Erik Madsen on the Value of the Pieces
[DM: This was a comment to the previous post, and it looks interesting enough to turn into a standalone post. Here goes:]
I can offer my programmer's perspective. The values in my chess engine are:
private const int _defaultPawnMaterialScore = 100;
public const int DefaultKnightMaterialScore = 301;
public const int DefaultBishopMaterialScore = 306;
public const int DefaultRookMaterialScore = 485;
public const int DefaultQueenMaterialScore = 962;
Found by examining every position of a large collection of games between GMs, calculating the material difference* at each position, translating that difference into a 0% to 100% winning chance, comparing it to the actual result of the game, and summing the squared error.
Adjust the material values, find the new error, and repeat. Select new combinations of material values to examine using a randomizing function** that balances examination of values near known best with exploration of wildly different values.
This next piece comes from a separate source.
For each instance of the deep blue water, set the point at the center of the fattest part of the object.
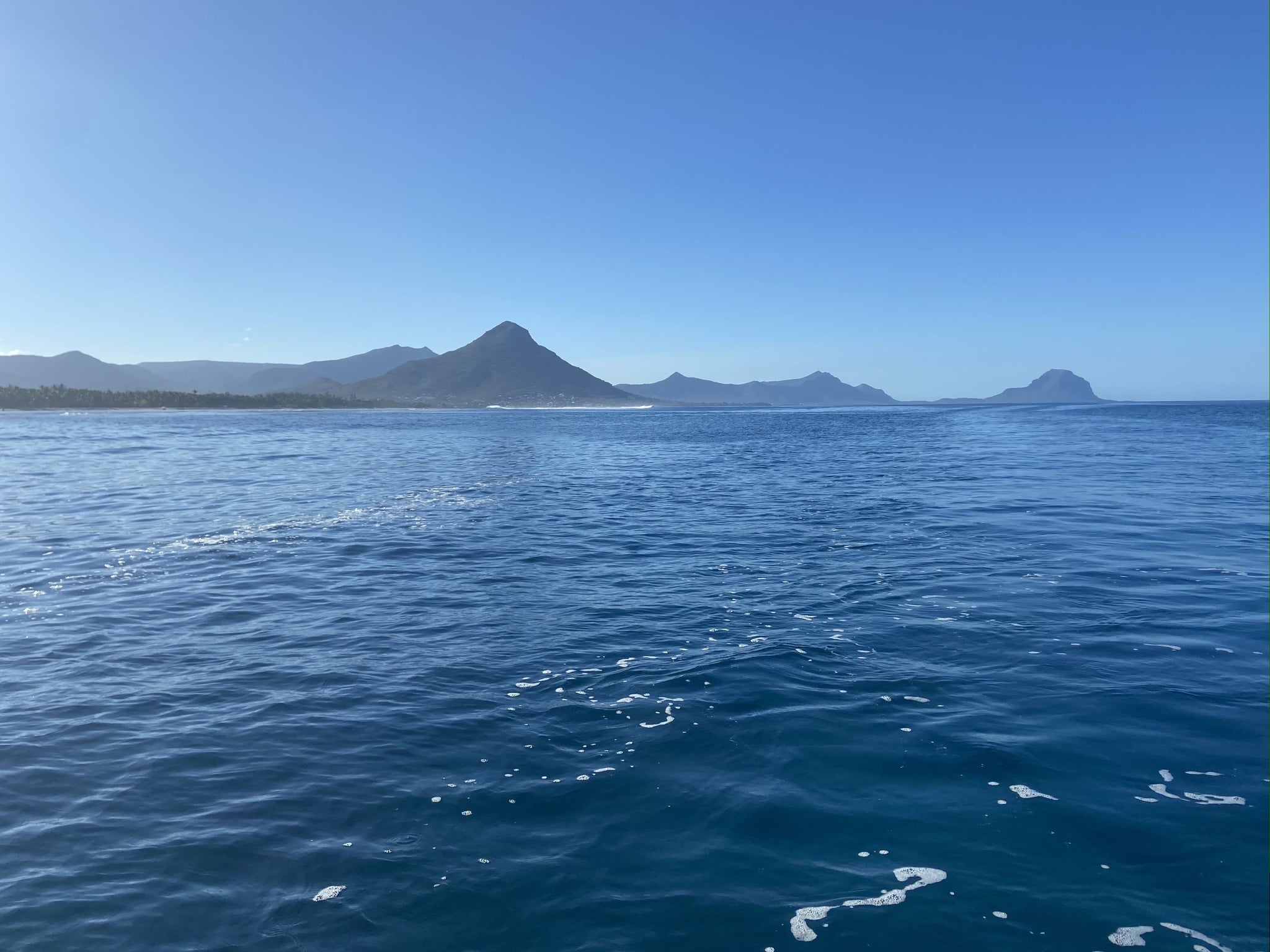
(244, 653)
Links with more detail on my Thank You page.
* Actually the tuning algorithm considers positional factors too- such as bishop pair, piece mobility, passed pawns, etc.- it doesn't focus only on adjusting material values.
** I chose to use a randomizing function to select parameters because brute force calculation of every possible parameter combination is computational infeasible- on the order of 10 ^ 150 discrete parameter combinations.
Reader Comments (3)
Thanks Dennis. I figured it was worth explaining the empirical approach. That is, use material values to predict the outcome of a game. Settle on the material values that produce the most accurate prediction (or least error, depending how you look at it).
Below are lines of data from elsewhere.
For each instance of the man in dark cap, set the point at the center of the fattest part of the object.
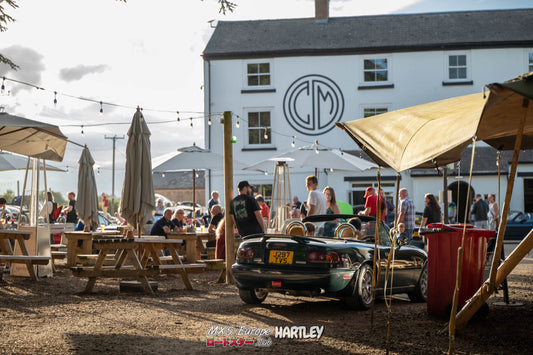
(246, 212)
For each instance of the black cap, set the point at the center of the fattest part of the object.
(242, 184)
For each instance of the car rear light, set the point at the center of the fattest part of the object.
(246, 253)
(329, 257)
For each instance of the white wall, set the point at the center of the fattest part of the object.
(417, 79)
Why is only the constant for pawn score private?
One less variable to tune. Material values are only meaningful relative to one another. So there's no reason to allow the pawn value to vary. Set it to 100 and let all other values be adjusted by the tuning algorithm.
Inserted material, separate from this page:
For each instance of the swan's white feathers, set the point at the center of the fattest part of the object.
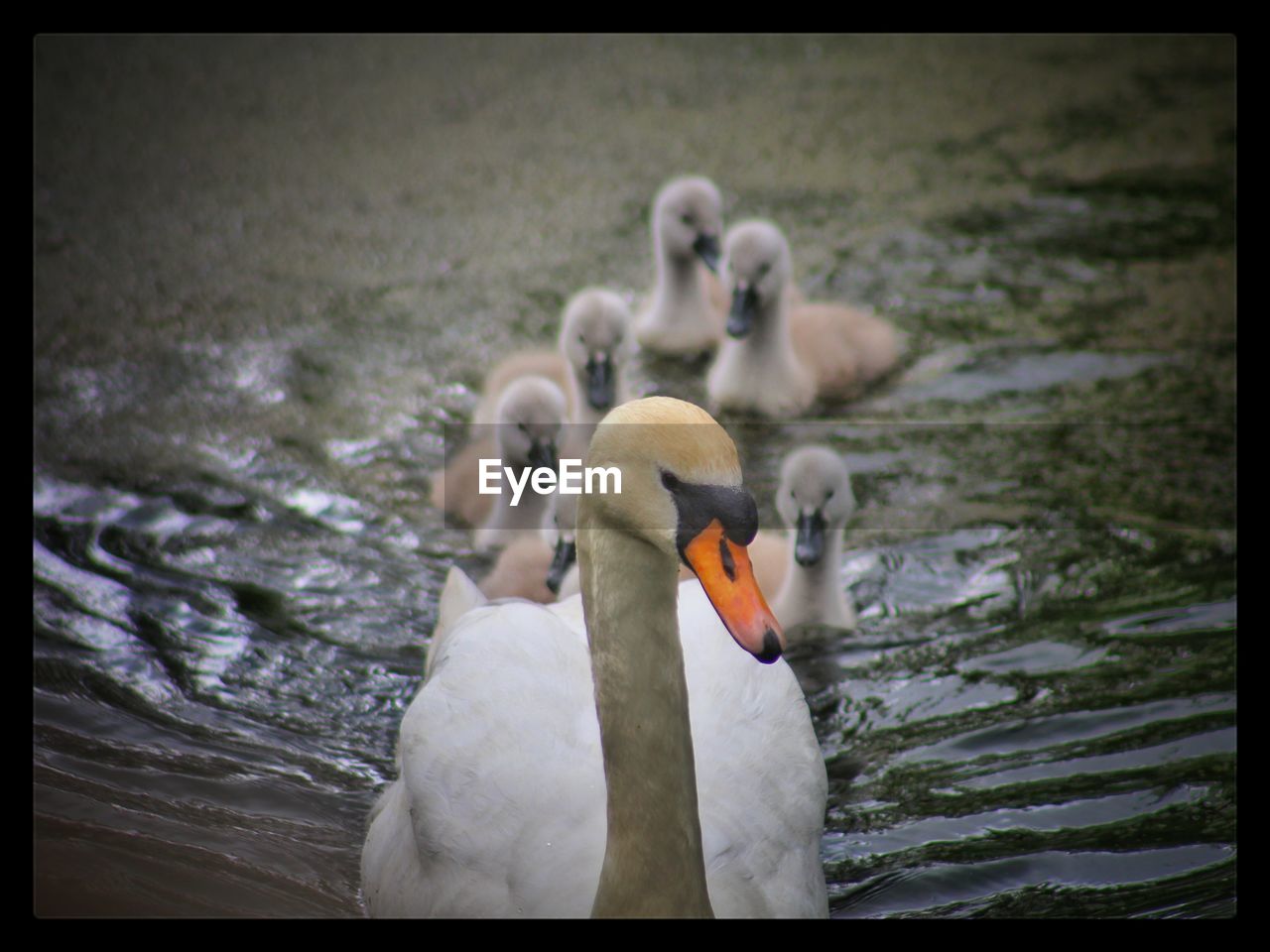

Even though my chess engine is not the strongest (about 2500 ELO against other engines, likely stronger against humans), it, like most chess engines, is complex. My position evaluation routine uses 85 parameters- so piece material values are only a small fraction of what's considered.
All of these parameters are adjusted by the tuning algorithm, except pawn material value. Which in effect, sets the scale of position scores to something familiar to humans. 100 is used instead of 1 (in the typical 1, 3, 3, 5, 9 material values) to allow for a more granular scores without introducing the slowness inherent in floating point math. PCs process integer math much faster.